I originally posted this on Babies.com


Nesting.
The obsessive, often impulsive, stage of maternity that brings about the uncontrollable urge to clean ones house beyond all necessary means, in preparation for a new baby.
While pregnant, I never entered this stage.
In fact, I was quite the opposite.
I still have visions of me laying exhausted on the couch, watching television, with a bowl of cereal propped up on my jumbo belly, wearing the same pajamas for 3 days in a row while surrounded by a pool of my own food wrappers and magazines.
I was about as far away from the “nesting” phase that one could get.
You see, when I was pregnant, the last thing I thought about was cleaning, or organizing or germs.
I was more concerned about surviving,
about getting through a meal without getting sick,
about sleeping through the night without an “episode”.

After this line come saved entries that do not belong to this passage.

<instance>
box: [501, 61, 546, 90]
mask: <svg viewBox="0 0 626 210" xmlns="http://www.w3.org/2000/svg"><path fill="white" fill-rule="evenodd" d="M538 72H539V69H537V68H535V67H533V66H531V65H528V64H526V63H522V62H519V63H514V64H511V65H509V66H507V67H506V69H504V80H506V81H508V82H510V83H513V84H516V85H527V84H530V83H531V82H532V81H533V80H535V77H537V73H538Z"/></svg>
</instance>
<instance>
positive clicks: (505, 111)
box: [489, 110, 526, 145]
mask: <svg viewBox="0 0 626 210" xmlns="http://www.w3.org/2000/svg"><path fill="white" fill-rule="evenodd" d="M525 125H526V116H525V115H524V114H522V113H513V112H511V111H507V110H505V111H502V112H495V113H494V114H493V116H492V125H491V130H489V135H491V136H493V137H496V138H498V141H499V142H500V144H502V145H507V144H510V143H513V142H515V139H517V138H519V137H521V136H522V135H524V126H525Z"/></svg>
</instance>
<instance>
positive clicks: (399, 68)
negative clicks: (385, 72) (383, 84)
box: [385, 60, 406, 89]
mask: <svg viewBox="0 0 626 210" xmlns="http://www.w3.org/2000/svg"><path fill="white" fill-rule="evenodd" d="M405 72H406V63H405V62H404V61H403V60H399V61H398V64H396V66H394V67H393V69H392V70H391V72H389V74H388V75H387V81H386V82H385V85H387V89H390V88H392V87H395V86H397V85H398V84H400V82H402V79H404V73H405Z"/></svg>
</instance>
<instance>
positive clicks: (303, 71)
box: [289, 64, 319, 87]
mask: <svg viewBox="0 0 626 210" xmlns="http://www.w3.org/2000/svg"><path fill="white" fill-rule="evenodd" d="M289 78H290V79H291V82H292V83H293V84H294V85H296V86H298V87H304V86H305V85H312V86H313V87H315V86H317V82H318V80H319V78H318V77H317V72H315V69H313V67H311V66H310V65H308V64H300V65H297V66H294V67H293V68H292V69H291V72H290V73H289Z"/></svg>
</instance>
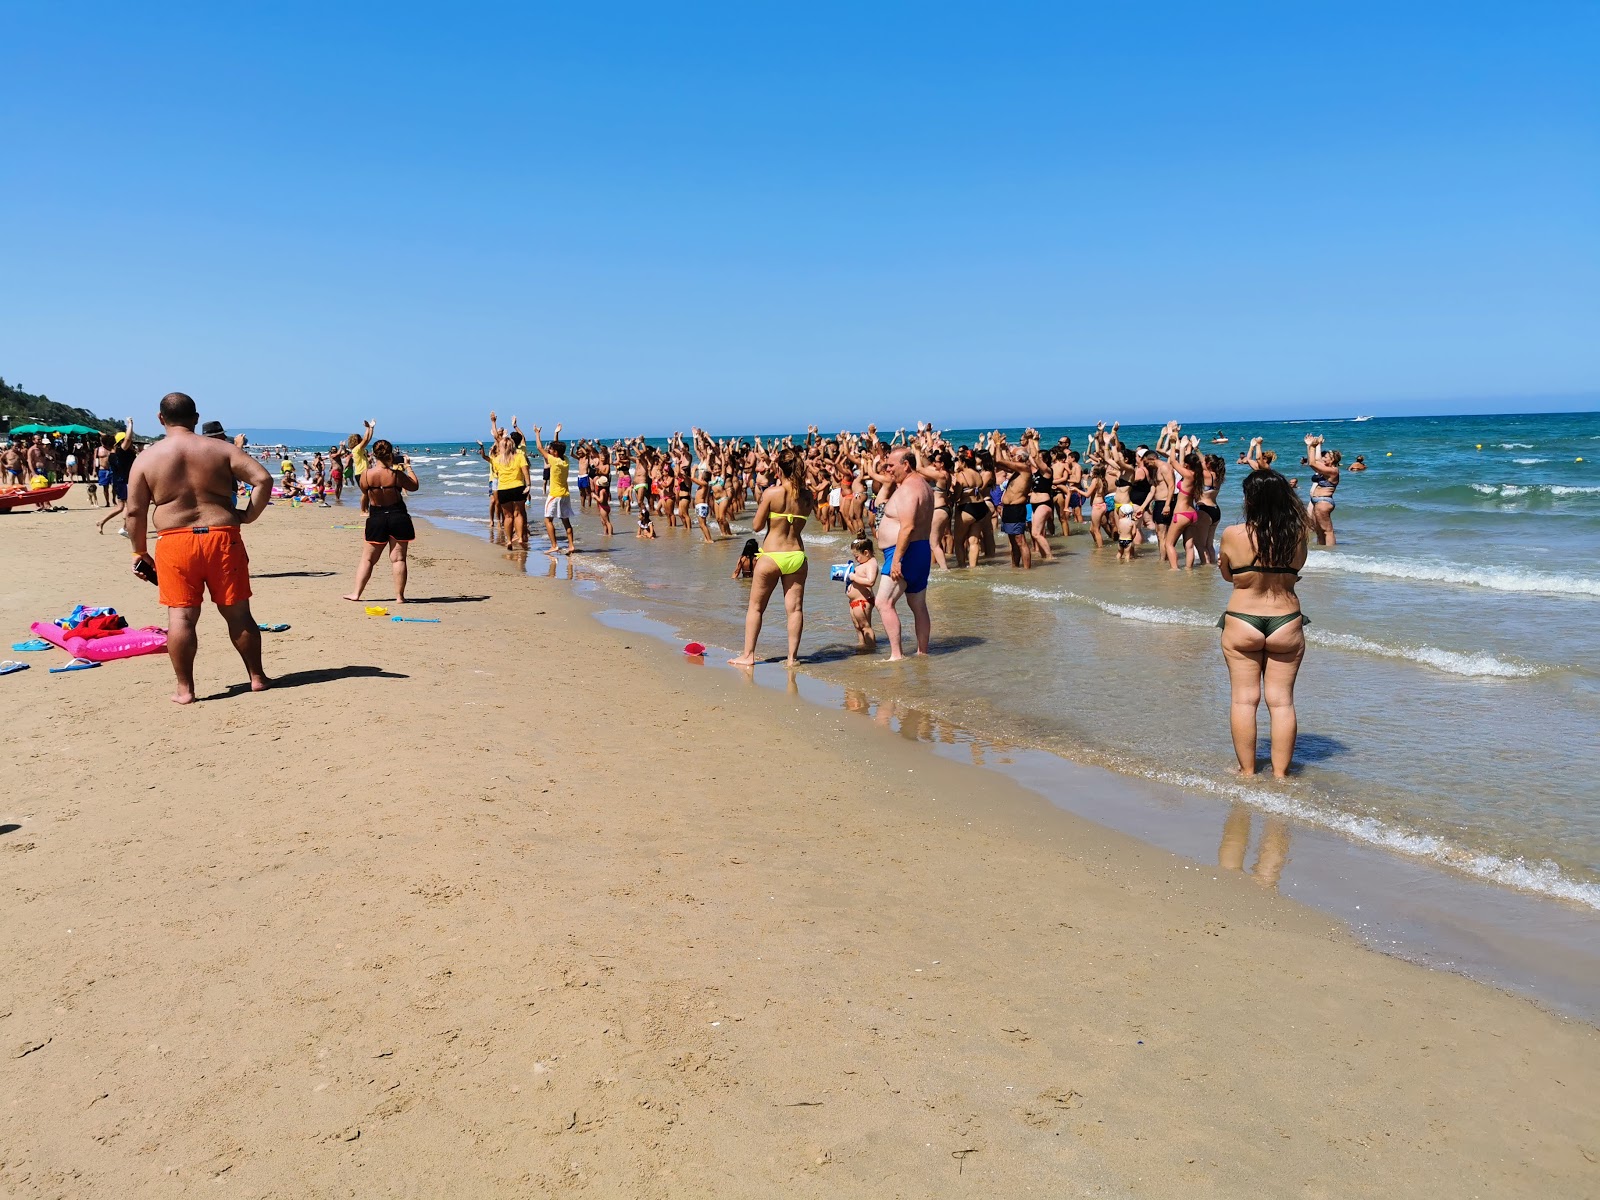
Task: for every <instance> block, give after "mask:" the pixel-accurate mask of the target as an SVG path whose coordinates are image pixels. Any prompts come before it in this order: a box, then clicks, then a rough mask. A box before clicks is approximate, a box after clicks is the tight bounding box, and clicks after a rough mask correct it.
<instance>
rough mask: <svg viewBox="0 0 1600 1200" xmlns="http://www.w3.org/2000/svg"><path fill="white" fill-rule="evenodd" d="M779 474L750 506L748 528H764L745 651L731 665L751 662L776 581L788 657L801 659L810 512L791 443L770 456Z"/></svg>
mask: <svg viewBox="0 0 1600 1200" xmlns="http://www.w3.org/2000/svg"><path fill="white" fill-rule="evenodd" d="M774 466H776V467H778V478H776V480H774V482H773V485H771V486H770V488H768V490H766V491H763V493H762V499H760V502H758V504H757V506H755V520H754V522H750V531H752V533H762V531H765V533H766V538H765V539H763V542H762V550H760V554H758V555H757V558H755V573H754V574H752V576H750V606H749V608H747V610H746V614H744V653H742V654H739V658H736V659H731V662H733V666H736V667H754V666H755V643H757V640H758V638H760V637H762V616H763V614H765V613H766V602H768V600H771V598H773V592H774V590H776V589H778V587H779V586H781V587H782V590H784V616H786V624H787V632H789V658H787V659H786V664H787V666H790V667H794V666H797V664H798V661H800V634H802V632H803V630H805V581H806V571H808V566H806V557H805V541H803V539H802V533H803V531H805V523H806V518H810V515H811V486H810V483H808V480H806V470H805V458H803V456H802V454H800V451H798V450H795V448H794V446H784V448H782V450H779V451H778V454H776V456H774Z"/></svg>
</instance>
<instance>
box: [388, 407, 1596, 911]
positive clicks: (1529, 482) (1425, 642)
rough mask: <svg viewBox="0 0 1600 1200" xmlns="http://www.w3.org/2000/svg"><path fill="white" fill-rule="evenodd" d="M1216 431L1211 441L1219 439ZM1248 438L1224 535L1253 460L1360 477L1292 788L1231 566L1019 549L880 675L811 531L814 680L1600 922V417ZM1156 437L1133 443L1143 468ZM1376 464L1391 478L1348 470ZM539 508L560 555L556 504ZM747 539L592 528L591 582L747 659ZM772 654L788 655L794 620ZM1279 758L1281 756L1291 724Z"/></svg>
mask: <svg viewBox="0 0 1600 1200" xmlns="http://www.w3.org/2000/svg"><path fill="white" fill-rule="evenodd" d="M1198 429H1200V430H1202V437H1203V440H1205V438H1210V437H1211V435H1213V434H1211V430H1213V429H1216V427H1214V426H1211V424H1205V426H1198ZM1010 432H1011V435H1013V438H1014V437H1016V432H1018V430H1010ZM1040 432H1042V435H1043V440H1045V445H1051V443H1053V442H1054V440H1056V437H1059V435H1062V434H1066V435H1070V437H1072V438H1074V445H1075V446H1077V448H1078V450H1080V451H1082V450H1083V448H1085V446H1086V442H1088V434H1090V427H1088V426H1064V427H1050V429H1045V427H1042V429H1040ZM1222 432H1224V434H1226V435H1227V437H1229V443H1227V445H1221V446H1216V448H1214V450H1216V453H1219V454H1222V456H1224V461H1227V462H1229V475H1227V483H1226V486H1224V490H1222V520H1224V523H1230V522H1235V520H1237V518H1238V507H1240V499H1238V485H1240V480H1242V478H1243V475H1245V474H1246V469H1243V467H1237V466H1234V464H1232V461H1234V458H1235V454H1237V451H1238V450H1242V448H1243V446H1245V445H1246V443H1248V440H1250V437H1253V435H1262V437H1264V438H1266V445H1267V446H1270V448H1274V450H1277V453H1278V466H1280V467H1282V469H1285V474H1288V475H1290V477H1298V478H1299V482H1301V488H1302V490H1306V488H1309V483H1310V472H1309V470H1307V469H1304V467H1299V466H1296V464H1298V462H1299V459H1301V456H1302V453H1304V446H1302V437H1304V435H1306V434H1307V432H1320V434H1323V435H1325V438H1326V445H1328V446H1330V448H1338V450H1341V451H1344V466H1346V472H1344V475H1342V482H1341V485H1339V491H1338V501H1339V504H1338V509H1336V512H1334V525H1336V530H1338V536H1339V544H1338V547H1334V549H1326V550H1325V549H1312V554H1310V558H1309V562H1307V566H1306V571H1304V579H1302V582H1301V586H1299V595H1301V602H1302V605H1304V610H1306V613H1307V614H1309V618H1310V621H1312V624H1310V626H1309V629H1307V640H1309V648H1307V654H1306V662H1304V667H1302V670H1301V675H1299V683H1298V691H1296V707H1298V712H1299V747H1298V752H1296V763H1298V773H1296V774H1294V778H1293V779H1290V781H1286V782H1275V781H1270V779H1250V781H1246V779H1242V778H1238V776H1237V773H1235V770H1234V755H1232V746H1230V741H1229V726H1227V698H1229V688H1227V674H1226V670H1224V666H1222V658H1221V653H1219V650H1218V630H1216V618H1218V614H1219V613H1221V610H1222V608H1224V605H1226V600H1227V594H1229V589H1227V586H1226V584H1224V582H1222V581H1221V578H1219V576H1218V574H1216V571H1214V568H1211V570H1195V571H1186V573H1173V571H1168V570H1166V566H1165V565H1163V563H1162V562H1158V560H1157V558H1155V554H1154V547H1149V550H1147V554H1146V555H1144V557H1142V558H1141V560H1139V562H1134V563H1118V562H1117V560H1115V558H1117V555H1115V549H1114V547H1112V549H1106V550H1096V549H1094V546H1093V541H1091V539H1090V536H1088V534H1083V533H1075V534H1074V536H1070V538H1067V539H1064V541H1062V539H1058V542H1056V546H1058V555H1059V560H1058V562H1054V563H1042V565H1035V568H1034V570H1032V571H1019V570H1013V568H1011V566H1010V565H1008V560H1006V557H1005V554H1003V539H1002V555H998V557H995V558H994V560H990V562H989V565H986V566H981V568H979V570H976V571H963V570H955V571H947V573H939V571H936V573H934V579H933V582H931V584H930V590H928V600H930V608H931V611H933V621H934V651H936V654H934V658H933V659H931V661H928V662H923V664H906V666H899V667H891V666H890V664H888V662H886V661H885V656H883V653H882V651H880V653H878V654H877V656H859V654H856V653H854V650H853V646H854V635H853V632H851V627H850V616H848V608H846V603H845V597H843V589H842V587H840V586H838V584H834V582H829V579H827V566H829V565H830V563H835V562H845V560H846V558H848V555H846V542H848V536H846V534H845V533H842V531H834V533H821V531H819V530H818V528H816V526H814V523H813V525H811V526H808V530H806V538H805V541H806V547H808V549H810V554H811V573H810V582H808V587H806V632H805V642H803V646H802V651H803V656H805V659H806V664H805V670H808V672H811V674H814V675H818V677H821V678H826V680H829V682H832V683H837V685H842V686H843V688H845V690H846V693H845V694H846V696H850V694H851V690H853V691H854V694H856V696H858V701H859V702H867V698H872V699H874V701H877V699H883V698H888V699H891V701H894V702H896V704H899V706H902V707H906V709H907V710H912V712H918V714H926V720H928V722H931V730H933V733H931V734H930V736H934V738H942V734H939V730H970V731H978V733H981V734H982V738H986V739H992V741H995V742H1002V744H1013V746H1030V747H1037V749H1042V750H1050V752H1053V754H1056V755H1061V757H1064V758H1070V760H1075V762H1083V763H1091V765H1101V766H1107V768H1112V770H1115V771H1122V773H1125V774H1130V776H1136V778H1144V779H1149V781H1158V782H1162V784H1170V786H1179V787H1184V789H1189V790H1195V792H1202V794H1208V795H1214V797H1216V798H1219V800H1224V802H1229V803H1242V805H1246V806H1250V808H1251V810H1254V811H1259V813H1264V814H1272V816H1278V818H1285V819H1290V821H1291V822H1309V824H1314V826H1320V827H1323V829H1328V830H1334V832H1338V834H1339V835H1342V837H1347V838H1352V840H1357V842H1363V843H1371V845H1378V846H1382V848H1387V850H1389V851H1392V853H1395V854H1402V856H1408V858H1413V859H1422V861H1429V862H1437V864H1443V866H1445V867H1448V869H1451V870H1456V872H1461V874H1466V875H1469V877H1475V878H1480V880H1486V882H1488V883H1493V885H1501V886H1512V888H1522V890H1528V891H1536V893H1544V894H1549V896H1554V898H1560V899H1563V901H1566V902H1570V904H1574V906H1579V907H1586V909H1594V910H1600V782H1597V773H1595V770H1594V766H1592V763H1590V762H1589V755H1590V752H1592V749H1594V746H1595V744H1597V741H1600V621H1597V616H1600V416H1597V414H1555V416H1472V418H1405V419H1400V418H1389V419H1386V418H1379V419H1370V421H1354V419H1346V421H1298V422H1246V424H1235V422H1227V424H1224V426H1222ZM1155 435H1157V429H1155V427H1154V426H1150V427H1125V429H1123V430H1122V437H1123V442H1126V443H1128V445H1136V443H1139V442H1146V443H1154V442H1155ZM949 437H950V438H952V440H954V442H957V443H960V442H968V443H970V442H973V440H974V438H976V434H974V432H970V430H968V432H965V434H963V432H955V434H950V435H949ZM410 450H411V453H413V461H414V462H416V466H418V469H419V475H421V482H422V488H421V491H419V493H418V494H416V498H414V499H413V501H411V507H413V510H414V512H418V514H419V515H429V517H435V518H446V520H450V522H451V523H456V525H459V526H462V528H474V530H477V531H478V533H480V534H483V536H486V528H488V474H486V466H485V464H483V461H482V459H480V458H478V456H477V448H475V446H470V448H467V446H461V445H432V446H411V448H410ZM462 450H469V453H467V454H466V456H462V454H461V451H462ZM1355 454H1365V458H1366V462H1368V464H1370V470H1366V472H1350V470H1349V464H1350V462H1352V461H1354V458H1355ZM1579 459H1582V461H1579ZM574 478H576V474H574ZM536 491H538V486H536ZM574 504H576V499H574ZM530 509H531V522H530V525H531V526H533V533H534V550H538V549H541V546H542V534H541V531H539V530H541V525H542V522H541V520H539V506H538V496H536V498H534V502H533V504H531V506H530ZM749 515H750V514H749V512H747V514H746V517H744V518H742V520H739V522H736V538H734V539H731V541H718V542H715V544H712V546H706V544H702V542H701V539H699V533H698V531H696V533H693V534H691V533H686V531H683V530H672V528H669V526H667V523H666V520H662V518H658V520H656V526H658V530H659V533H661V538H659V539H658V541H653V542H642V541H637V539H635V538H634V518H632V517H630V515H627V514H622V510H621V509H619V507H613V522H614V525H616V530H618V533H616V536H614V538H610V539H603V538H602V536H600V531H598V522H597V518H595V517H594V514H592V510H590V512H589V514H581V515H579V517H578V541H579V547H581V550H582V554H579V555H578V558H576V565H574V571H576V574H578V576H587V578H594V579H598V581H602V582H603V586H605V587H608V589H610V590H613V592H614V594H618V595H621V597H627V606H632V608H637V610H640V611H642V613H645V614H648V616H651V618H656V619H659V621H666V622H669V624H670V626H674V627H675V629H677V630H680V634H682V635H683V638H685V640H690V638H694V640H699V642H706V643H709V645H718V646H730V648H738V646H739V645H741V635H742V622H744V610H746V603H747V595H749V584H747V582H736V581H733V579H730V573H731V570H733V563H734V558H736V557H738V552H739V547H741V546H742V542H744V538H746V536H749ZM546 570H552V571H555V570H558V571H563V573H565V570H566V568H565V565H560V566H557V565H552V563H549V560H546V558H544V555H541V554H534V555H533V557H531V560H530V563H528V571H530V574H531V573H544V571H546ZM880 634H882V630H880ZM907 637H909V622H907ZM758 653H762V654H771V656H776V654H781V653H782V618H781V606H779V605H774V606H773V608H771V610H770V613H768V621H766V626H765V629H763V634H762V645H760V648H758ZM1261 734H1262V747H1261V752H1262V755H1264V754H1266V710H1262V722H1261Z"/></svg>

So, while others “nested”, I “rested”.
I finished my term,
delivered a healthy, beautiful baby boy,
and gave myself a pat on the back for skipping out on this obviously crazy symptom of pregnancy.
I was off the hook, right?
Wrong.
We brought our little bundle of joy home,
and I knew there was going to be a problem when I used my shirt sleeve to open my own front door.
And it certainly didn’t stop there.
Rather than adhere to my “bed rest” orders,
I took it upon myself to repaint my husband’s home office,
clean the baseboards with a magic eraser,
shampoo my carpets,
buy all new rugs and towels,
replace all the cupboard shelf liners,
and bleach my walls {yes I’m serious}.
When it came to the baby
I was even worse.
I boiled and sanitized his bottles daily,
washed his clothes using only “special” baby detergent,
wouldn’t let him within 100 yards of a McDonalds play place,
and gave him a bath after every poopy diaper.
If you had so much as a sniffle,
or if I thought you might even appear to be getting sick,
I didn’t hesitate to tell you that you couldn’t hold my baby.
And if you were perfectly healthy,
I still made you apply a dollop of antibacterial gel all the way up to your elbows–twice.
Because that stuff says 99.9% effective,
and I wasn’t about to let my baby catch the .1% of your germs.
And while I never said it to your face,
the burning glare in my eyes was asking you to stop breathing directly onto my infant.
I was a real gem,
all in the name of protecting my new baby.
Eventually, my craziness subsided
and I was left in the wake of my own neurosis.
I couldn’t keep up the obsessive behavior forever,
and I certainly couldn’t protect my baby from all the worlds germs.
Especially considering I had a baby
who grew into a toddler
that eats dirt,
licks the slide at the park,
and chews on his own shoes.
As a new momma,
I would eventually learn to let some things go,
to give up some control,
and to take a deep breath.
Because the reality is,
a new momma’s protection is only 99.9% effective.
He’ll have to learn the other .1% on his own.